Dr Andrew Cummings, of South Craven School at Cross Hills, said the proposed change was misguided at best and morally wrong at worst.
He added his voice to criticism expressed by the management of University Academy Keighley last month.
The Government plans will mean a single end-of-course exam and one exam board for core subjects.
Education Secretary Michael Gove has argued that GCSEs were designed “for a different age and a different world”.
He said the reforms would create a rigorous, internationally-competitive exam system and provide pupils with equal opportunities to succeed.
But Dr Cummings said: “This will introduce a new system from 2015, whereby students will have to take exams in English, maths, science, a foreign language and history or geography in order to pass the English Baccalaureate.

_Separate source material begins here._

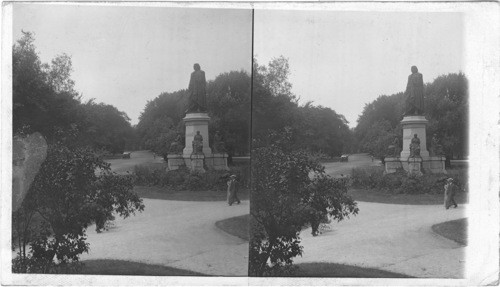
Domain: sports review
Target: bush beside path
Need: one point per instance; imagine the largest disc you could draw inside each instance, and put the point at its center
(179, 234)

“Schools such as South Craven are proud that we now have a system where the overwhelming majority of students leave with qualifications which allow them to progress.
“For the last three years, our pass rate for five A*-Cs has been between 98 and 100 per cent. Including English and maths, it is between 61 and 63 per cent.
“Mr Gove’s new examination will be harder. The success rate is likely to be around 30 to 40 per cent nationally. It is an exam for the few, not the majority.”
He said that while the proposals promoted a return to end-of-course exams with no coursework, examinations based on rote learning were less important in a digital society where information can be easily retrieved.
He said: “Coursework was introduced to counteract the unfairness of the assessment of a student’s ability being dependent on an exam taken on a particular day.
“The concentration on an arbitrary list of subjects means students will be prevented from studying those they enjoy and that are more useful to their progression.
“As an historian I can make a passionate defence of the unique role that history plays in education. However, I cannot as a head teacher accept that history’s claim is greater than art, music, drama, technology, IT, business studies, religious education, physical education, or some of the excellent vocational qualifications we offer.”